On 14 April 2021, a global campaign was launched among the Armenian diaspora to demand the release of Armenian POWs and other detainees held in Azerbaijan. Protests were held in 14 cities around the world, including Toronto, Paris, Rome, Houston, Sacramento, Montréal, New York, Los Angeles, Warsaw, Berlin, Hamburg and Moscow.

=== Azerbaijan ===
In Azerbaijan, the detainees are not considered POWs, they are instead accused of various crimes allegedly committed after the ceasefire agreement was signed.

=== International ===
==== Countries ====
- Russia: On 31 August 2021, Russian Foreign Minister Sergey Lavrov called on Azerbaijan to release all Armenian prisoners of war without any additional conditions.
- United States: On 22 September 2021, the U.S. House of Representatives passed an amendment that demanded Azerbaijan's immediate release of about 200 Armenian POWs, hostages and detained persons, drawing attention to Azerbaijan "misrepresenting their status in an attempt to justify their continued captivity".
- Canada: On 7 May 2021, Global Affairs Canada, the department of the Government of Canada, welcomed release of Armenian detainees and "continues to call for the release of all detainees”.
- Luxembourg: On 28 May 2021, The Ministry of Foreign Affairs called on Azerbaijan to immediately release all Armenian prisoners of war.
- Spain: On 11 May 2021, Spanish Members of Parliament and Senators demanded the release Armenian POWs held in Azerbaijan.
- Netherlands: On 27 February 2021, the Dutch Parliament adopted two motions, that also addresses the issue of Armenian POWs still being held in Azerbaijan and called for the release and repatriation of the POWs.

==== OSCE Minsk Group ====
- On 13 April 2021, the OSCE Minsk Group, responsible for mediating the peace process in the Nagorno-Karabakh conflict since 1992, stated that "additional efforts are required to resolve remaining areas of concern and to create an atmosphere of mutual trust conducive to long-lasting peace", including the return of all POWs and other detainees in accordance with the provisions of international humanitarian law.
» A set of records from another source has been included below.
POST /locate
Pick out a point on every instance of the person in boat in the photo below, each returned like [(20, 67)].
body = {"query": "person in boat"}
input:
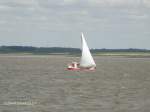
[(76, 66)]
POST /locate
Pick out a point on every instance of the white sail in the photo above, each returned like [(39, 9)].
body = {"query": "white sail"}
[(86, 59)]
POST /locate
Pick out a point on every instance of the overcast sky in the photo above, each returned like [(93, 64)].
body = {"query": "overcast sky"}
[(105, 23)]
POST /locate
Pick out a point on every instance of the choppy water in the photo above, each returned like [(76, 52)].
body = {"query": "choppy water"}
[(42, 84)]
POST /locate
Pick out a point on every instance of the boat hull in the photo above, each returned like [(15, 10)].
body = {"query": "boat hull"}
[(81, 69)]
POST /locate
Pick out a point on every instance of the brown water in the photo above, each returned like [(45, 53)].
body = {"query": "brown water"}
[(42, 84)]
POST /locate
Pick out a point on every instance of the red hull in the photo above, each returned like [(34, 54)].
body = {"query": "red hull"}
[(81, 69)]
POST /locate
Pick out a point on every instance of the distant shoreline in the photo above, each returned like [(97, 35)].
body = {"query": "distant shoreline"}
[(29, 50)]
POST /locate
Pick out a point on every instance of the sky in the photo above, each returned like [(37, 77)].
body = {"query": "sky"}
[(59, 23)]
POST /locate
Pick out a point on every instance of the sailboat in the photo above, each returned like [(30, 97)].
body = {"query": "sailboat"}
[(86, 62)]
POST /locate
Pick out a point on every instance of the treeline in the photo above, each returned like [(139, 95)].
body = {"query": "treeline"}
[(30, 49)]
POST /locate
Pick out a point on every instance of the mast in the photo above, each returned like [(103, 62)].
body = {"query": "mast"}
[(86, 58)]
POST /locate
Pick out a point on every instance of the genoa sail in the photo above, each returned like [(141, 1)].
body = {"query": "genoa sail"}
[(86, 58)]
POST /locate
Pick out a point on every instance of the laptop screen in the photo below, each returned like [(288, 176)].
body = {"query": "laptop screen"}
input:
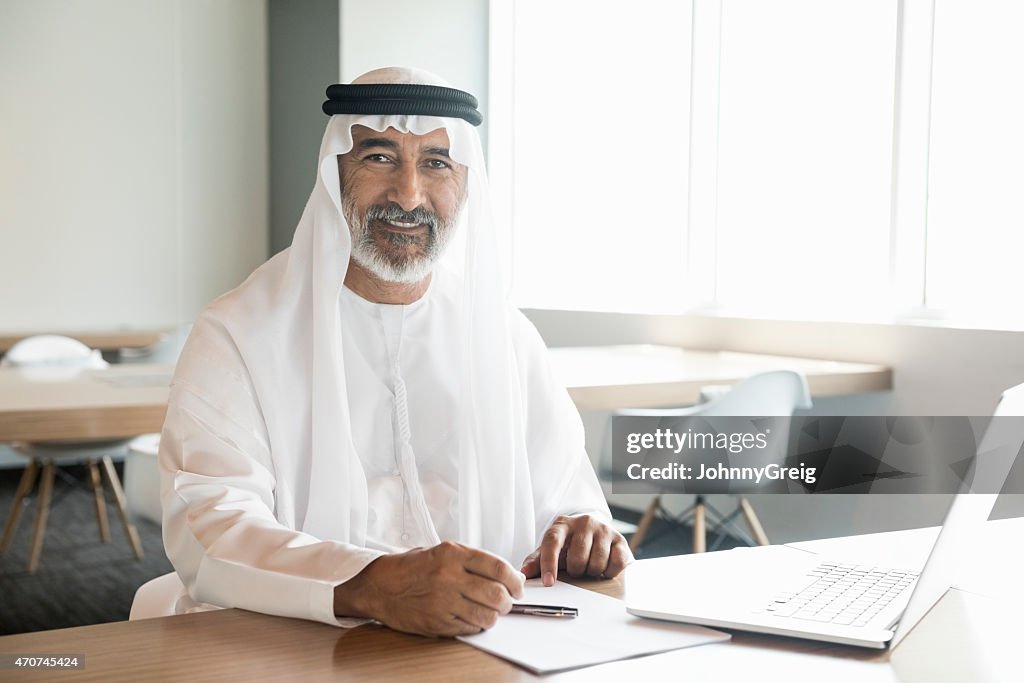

==== European parliament ====
On 20 May 2021, the European Parliament adopted a resolution urging Azerbaijan to immediately and unconditionally release all the Armenian prisoners, both military and civilian, detained during or after the conflict.

==== OHCHR ====
On 1 February 2021, UN human rights experts called on both sides for the prompt release of POWs and other captives. They were also concerned by allegations that POWs and other protected persons have been subjected to extrajudicial killing, enforced disappearance, torture and other ill-treatment.

==== Organization of American States (OAS) ====
Secretary General of the Organization of American States Luis Almagro has called for the release of all Armenian prisoners of war.

==== Freedom House ====
On 11 May 2021, the human rights organization Freedom House stated it was "deeply concerned by the reports of dehumanizing treatment and abuse, including torture, of Armenians captured and detained by Azerbaijan after the recent armed conflict".